Aku tak sanggup menahan air mata, aku ingat saat bermasalah dengan anakku yang seusia Dita, usia pemberontak, dan itu berulang terjadi. Aku seakan merasakan sakit yang dialami ibunya Dita.

Dita segera mencium tangan ibunya, menangis tak bersuara. Ibu Miatipun tak sanggup membentung aliran air matanya.

Ibu Dita merasakan sakitnya bertambah, kulihat ada yang ditahannya.

"Ibu, keluarkan semua yang membuat sakit, menangislah. Allah Maha Pemaaf, senang dengan yang memaafkan.

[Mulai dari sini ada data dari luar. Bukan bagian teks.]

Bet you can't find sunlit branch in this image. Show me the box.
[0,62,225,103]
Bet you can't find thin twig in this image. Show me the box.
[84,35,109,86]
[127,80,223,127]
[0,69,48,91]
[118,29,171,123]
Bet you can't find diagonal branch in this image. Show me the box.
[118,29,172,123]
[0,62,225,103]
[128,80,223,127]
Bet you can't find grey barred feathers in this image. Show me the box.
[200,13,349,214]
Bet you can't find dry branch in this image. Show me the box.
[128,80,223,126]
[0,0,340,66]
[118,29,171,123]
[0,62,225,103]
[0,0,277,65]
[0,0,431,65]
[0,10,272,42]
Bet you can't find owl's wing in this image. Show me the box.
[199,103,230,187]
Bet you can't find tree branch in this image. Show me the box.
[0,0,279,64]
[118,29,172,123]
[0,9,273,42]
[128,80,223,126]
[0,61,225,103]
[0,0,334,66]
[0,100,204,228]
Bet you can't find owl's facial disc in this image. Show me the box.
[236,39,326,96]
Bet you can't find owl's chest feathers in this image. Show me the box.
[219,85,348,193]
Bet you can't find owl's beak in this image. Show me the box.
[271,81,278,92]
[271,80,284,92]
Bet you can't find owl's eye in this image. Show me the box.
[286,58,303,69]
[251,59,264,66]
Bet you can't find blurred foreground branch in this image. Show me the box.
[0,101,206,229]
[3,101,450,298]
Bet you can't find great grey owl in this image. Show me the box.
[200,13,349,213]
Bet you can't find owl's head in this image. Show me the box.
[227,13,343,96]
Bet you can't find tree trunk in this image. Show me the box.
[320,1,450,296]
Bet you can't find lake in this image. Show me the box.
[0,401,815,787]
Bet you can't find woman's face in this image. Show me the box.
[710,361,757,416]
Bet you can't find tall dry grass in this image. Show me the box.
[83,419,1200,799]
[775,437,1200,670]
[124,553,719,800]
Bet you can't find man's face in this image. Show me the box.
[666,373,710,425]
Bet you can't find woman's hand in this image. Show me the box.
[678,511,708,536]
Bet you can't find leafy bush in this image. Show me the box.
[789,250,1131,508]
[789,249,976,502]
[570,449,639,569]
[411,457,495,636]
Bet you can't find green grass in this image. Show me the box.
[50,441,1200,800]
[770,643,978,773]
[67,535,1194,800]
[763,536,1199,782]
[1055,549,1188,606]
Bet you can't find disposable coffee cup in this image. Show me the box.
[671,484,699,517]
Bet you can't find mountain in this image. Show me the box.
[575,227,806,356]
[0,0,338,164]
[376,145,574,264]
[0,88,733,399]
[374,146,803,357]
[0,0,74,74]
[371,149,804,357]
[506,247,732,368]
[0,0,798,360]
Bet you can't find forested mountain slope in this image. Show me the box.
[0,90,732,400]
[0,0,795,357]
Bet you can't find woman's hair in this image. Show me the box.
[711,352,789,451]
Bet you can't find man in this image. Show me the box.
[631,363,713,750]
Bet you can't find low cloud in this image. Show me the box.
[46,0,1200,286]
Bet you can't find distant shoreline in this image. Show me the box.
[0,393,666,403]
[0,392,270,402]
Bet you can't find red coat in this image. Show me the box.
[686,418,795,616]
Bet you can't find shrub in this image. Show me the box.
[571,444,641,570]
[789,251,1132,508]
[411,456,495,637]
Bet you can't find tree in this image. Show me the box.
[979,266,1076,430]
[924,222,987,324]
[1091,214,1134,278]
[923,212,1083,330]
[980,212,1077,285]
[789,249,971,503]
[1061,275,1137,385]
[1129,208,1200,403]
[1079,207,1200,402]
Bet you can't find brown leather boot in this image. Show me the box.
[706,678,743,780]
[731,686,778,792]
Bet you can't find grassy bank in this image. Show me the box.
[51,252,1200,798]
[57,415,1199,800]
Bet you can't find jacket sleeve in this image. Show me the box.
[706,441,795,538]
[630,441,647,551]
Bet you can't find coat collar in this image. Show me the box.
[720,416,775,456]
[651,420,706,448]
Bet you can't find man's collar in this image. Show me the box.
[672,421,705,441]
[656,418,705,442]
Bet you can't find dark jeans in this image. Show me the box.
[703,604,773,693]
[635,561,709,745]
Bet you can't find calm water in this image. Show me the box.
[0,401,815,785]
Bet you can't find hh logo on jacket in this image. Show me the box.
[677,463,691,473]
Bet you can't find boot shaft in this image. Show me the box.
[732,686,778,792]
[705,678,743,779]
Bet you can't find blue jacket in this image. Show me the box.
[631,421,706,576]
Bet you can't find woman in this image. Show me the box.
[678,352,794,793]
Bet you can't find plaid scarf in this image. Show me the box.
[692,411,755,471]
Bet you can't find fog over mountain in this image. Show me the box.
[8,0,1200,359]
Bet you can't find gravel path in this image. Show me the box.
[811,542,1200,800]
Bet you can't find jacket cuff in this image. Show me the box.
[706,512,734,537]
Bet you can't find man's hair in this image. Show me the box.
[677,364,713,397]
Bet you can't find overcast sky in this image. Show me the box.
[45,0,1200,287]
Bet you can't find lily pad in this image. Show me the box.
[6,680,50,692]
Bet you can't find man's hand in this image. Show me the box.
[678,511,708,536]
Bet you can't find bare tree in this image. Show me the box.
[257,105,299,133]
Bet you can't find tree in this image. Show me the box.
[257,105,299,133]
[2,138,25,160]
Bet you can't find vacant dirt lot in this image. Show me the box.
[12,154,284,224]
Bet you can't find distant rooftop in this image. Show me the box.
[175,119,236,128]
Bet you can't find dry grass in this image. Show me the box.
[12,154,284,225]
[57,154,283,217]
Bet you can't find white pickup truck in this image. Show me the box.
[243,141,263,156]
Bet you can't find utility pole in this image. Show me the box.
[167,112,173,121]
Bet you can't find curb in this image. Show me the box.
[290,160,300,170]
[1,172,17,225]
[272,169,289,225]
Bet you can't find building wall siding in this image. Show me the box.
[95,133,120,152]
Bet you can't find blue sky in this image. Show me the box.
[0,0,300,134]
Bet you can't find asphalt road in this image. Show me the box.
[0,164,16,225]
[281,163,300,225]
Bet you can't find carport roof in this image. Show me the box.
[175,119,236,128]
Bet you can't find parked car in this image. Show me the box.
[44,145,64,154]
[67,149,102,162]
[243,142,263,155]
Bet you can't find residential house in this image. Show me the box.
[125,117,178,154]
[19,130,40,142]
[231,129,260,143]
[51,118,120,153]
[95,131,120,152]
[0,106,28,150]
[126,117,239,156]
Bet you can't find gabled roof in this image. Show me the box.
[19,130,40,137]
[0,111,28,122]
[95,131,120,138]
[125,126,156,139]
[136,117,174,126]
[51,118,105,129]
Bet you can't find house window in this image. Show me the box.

Istighfar, Ibu. . . Istighfar!"

Ibu Dita menangis, masih sambil menekan dadanya," Astaghfirullah. . .Ampuni aku yaa Allah..." diucapkannya itu berulang-ulang, sambil tangan kirinya membelai kepala Dita.

Aku menanti sampai gejolak jiwanya agak mereda. Hampir dua puluh menit.

"Berkurang Bu, sakitnya?" tanyaku, ia menggangguk.

"Ibu sudah kuat duduk?"tanyaku lagi, dia mencoba bangun untuk duduk, tapi terhempas lagi, sambil menggelengkan kepala, masih sambil menangis.

"Kalau tengkurap bisa? Saya mau tusuk punggung ibu, biar cepat reda, Ibu belum sholatkan? Sekarang sudah setengah lima." Ibu Dita berusaha mengubah posisinya, tengkurap. Setelah berhasil, mulai kutusuk titik-titik tersangka.

Air matanya masih menetes, matanya setengah terpejam, tapi nafasnya sudah mulai teratur.

Setelah waktunya cukup, jarum kucabut satu persatu.

"Ibu sudah boleh terlentang, bisa?"

Ibu Dita mengangguk, dan membalikkan tubuhnya.

"Masih sakit?"

"Tinggal sedikit lagi, Mi."

"Yakin?"

"Iya, Mi, terima kasih banyak."

"Sudah bisa saya tinggal?"

Ibu Dita mengangguk, mantap.

"Alhamdulillah, Allah Yang Maha Menyembuhkan. Saya pulang dulu ya, segera sholat. Kalau belum kuat berdiri, sambil duduk aja."

"Iya, Mi, terima kasih banyak.

***

Penyakit yang disebabkan gangguan emosi, lebih berbahaya dibanding karena gangguan cuaca atau kuman. Beberapa kali aku menangani kasus dengan sebab yang sama, walaupun efeknya berbeda-beda. Ada yang seperti ibu Dita, ada pingsan setelah emosinya memuncak, dan lain-lain.

Itu sebabnya dalam pengobatan, kondisi psikologis pasien harus mendapatkan perhatian dengan porsi yang seimbang.